We were unable to identify the reason for some of our analyses having high heterogeneity. Heterogeneity among studies may have derived in part from inherent bias of the original studies but we were not able to explain it in our subgroup analyses. Sources of heterogeneity are likely to include population differences, including sample size, ethnicity and menopausal status [24]. Further, the included studies in the review used different methodology to assess lifestyle factors; did not consider duration of smoking; type, frequency and cut-off units of alcohol intake and physical activity; or changes during the follow-up, which might have contributed to the heterogeneity in effects observed in our analyses. The number of available studies in some analyses was small, precluding our ability to quantitatively investigate the sources of the observed heterogeneity. Typical to any literature-based review, despite the conventional funnel plots and Egger test estimates indicating minimal publication bias, we cannot exclude the possibility of publication bias coming from underreporting of negative findings.

Our risk estimates for the relation of several lifestyle factors with CVD and mortality for middle-aged and elderly women, are an essential motivation tool when implementing preventive measures.
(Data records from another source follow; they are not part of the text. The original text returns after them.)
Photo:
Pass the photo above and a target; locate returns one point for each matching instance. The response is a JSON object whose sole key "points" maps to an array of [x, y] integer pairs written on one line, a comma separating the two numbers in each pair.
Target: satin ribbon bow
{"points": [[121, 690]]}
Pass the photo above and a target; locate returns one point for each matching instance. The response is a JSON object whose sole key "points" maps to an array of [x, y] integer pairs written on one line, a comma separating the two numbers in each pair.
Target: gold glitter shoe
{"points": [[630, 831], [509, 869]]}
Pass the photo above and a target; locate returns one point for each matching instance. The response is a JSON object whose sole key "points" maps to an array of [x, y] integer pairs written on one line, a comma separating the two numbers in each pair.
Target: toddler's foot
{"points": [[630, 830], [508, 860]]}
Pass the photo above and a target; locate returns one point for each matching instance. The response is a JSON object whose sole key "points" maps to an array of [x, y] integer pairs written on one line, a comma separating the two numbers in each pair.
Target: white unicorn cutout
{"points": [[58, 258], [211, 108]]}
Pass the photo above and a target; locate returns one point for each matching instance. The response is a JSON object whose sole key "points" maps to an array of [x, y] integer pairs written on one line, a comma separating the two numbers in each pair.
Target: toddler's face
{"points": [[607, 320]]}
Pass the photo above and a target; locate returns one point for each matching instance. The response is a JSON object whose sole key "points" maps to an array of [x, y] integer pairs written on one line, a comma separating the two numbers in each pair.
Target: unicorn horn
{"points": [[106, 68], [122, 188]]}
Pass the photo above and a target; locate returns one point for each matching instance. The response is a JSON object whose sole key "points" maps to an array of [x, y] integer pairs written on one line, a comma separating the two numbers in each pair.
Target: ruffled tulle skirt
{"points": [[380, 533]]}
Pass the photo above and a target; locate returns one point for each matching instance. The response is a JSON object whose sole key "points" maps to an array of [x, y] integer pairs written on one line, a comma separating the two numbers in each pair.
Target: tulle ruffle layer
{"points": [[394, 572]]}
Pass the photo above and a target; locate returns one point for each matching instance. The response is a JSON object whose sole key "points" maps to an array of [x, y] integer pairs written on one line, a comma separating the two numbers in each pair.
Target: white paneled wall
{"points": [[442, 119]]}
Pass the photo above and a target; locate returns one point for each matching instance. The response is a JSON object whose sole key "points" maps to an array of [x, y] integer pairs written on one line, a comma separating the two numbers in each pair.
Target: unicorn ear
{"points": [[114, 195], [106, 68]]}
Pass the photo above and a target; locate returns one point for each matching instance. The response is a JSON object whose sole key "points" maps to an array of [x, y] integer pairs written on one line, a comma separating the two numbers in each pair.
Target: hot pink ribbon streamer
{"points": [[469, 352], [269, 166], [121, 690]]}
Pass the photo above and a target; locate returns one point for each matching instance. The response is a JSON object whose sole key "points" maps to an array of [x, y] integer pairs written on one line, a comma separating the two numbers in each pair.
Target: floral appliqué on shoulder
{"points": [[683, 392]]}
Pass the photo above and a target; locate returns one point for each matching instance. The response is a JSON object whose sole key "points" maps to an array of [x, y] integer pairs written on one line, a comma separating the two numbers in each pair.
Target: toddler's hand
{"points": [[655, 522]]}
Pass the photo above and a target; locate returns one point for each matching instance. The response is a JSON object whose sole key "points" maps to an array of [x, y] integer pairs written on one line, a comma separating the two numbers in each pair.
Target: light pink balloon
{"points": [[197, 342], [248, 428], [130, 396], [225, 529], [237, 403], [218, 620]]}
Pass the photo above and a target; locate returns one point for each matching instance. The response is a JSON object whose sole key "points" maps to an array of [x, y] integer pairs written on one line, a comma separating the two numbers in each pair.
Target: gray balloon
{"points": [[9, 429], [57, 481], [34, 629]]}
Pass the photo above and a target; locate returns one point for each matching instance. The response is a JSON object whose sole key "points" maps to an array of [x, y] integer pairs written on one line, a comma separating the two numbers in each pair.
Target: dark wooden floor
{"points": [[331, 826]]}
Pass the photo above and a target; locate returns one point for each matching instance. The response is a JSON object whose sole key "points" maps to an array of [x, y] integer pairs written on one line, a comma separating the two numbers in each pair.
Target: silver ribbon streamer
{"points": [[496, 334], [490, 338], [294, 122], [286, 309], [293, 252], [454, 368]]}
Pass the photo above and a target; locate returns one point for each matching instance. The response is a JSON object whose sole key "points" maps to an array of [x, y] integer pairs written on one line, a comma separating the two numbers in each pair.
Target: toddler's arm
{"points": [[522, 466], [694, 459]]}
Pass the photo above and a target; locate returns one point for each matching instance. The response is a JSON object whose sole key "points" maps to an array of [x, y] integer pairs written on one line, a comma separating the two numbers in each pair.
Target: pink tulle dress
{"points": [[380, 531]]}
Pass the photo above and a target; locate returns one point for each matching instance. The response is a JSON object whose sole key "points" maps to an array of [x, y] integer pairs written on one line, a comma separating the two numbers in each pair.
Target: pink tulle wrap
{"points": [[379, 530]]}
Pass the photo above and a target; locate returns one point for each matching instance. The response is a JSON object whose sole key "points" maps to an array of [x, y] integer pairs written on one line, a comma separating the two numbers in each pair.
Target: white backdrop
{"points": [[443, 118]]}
Governments and health care agencies require such scientific evidence to direct their efforts in promoting primary prevention programs among middle-aged and elderly women, which may also facilitate passive and active measures resulting in the adoption of a healthy behavior among a population who are at an increasing risk of CVD and mortality during and after their transition to menopause.

Future studies looking at lifestyle factors should include standardized measures, as MET/wk (metabolic equivalent per week) and minutes/wk, to facilitate the pooling effects analysis. Combined lifestyle factors following guidelines would be of great value and there are gaps in the literature regarding lifestyle recommendations, specifically by menopausal status.

A recent study, quantifying the risk of myocardial infarction between men and women suggested that it is unlikely that the risk when moving from pre to postmenopause is due to hormone changes, and the risk increase steadily with age [73]. Since the literature still presents divergent results regarding menopause, age and CVD risks, we believe it is important to improve the methodological rigor of standardizing the results by menopausal status.

Conclusion

Healthy lifestyle factors are associated with a reduced risk of CVD and mortality in middle-aged and elderly women. While engaging in physical activity and moderate alcohol intake had a significant impact in reducing overall CVD incidence, CHD incidence, stroke incidence, CVD mortality or all-cause mortality, smoking and excessive adiposity were related to an increased risk of these endpoints. These findings are an essential motivation tool for implementation of preventive strategies and to encourage women to improve their lifestyles. Changes in sex hormones levels have been suggested to mediate these effects, but the evidence is not clear [73]. Therefore, future studies are required to explore the mechanisms behind these associations.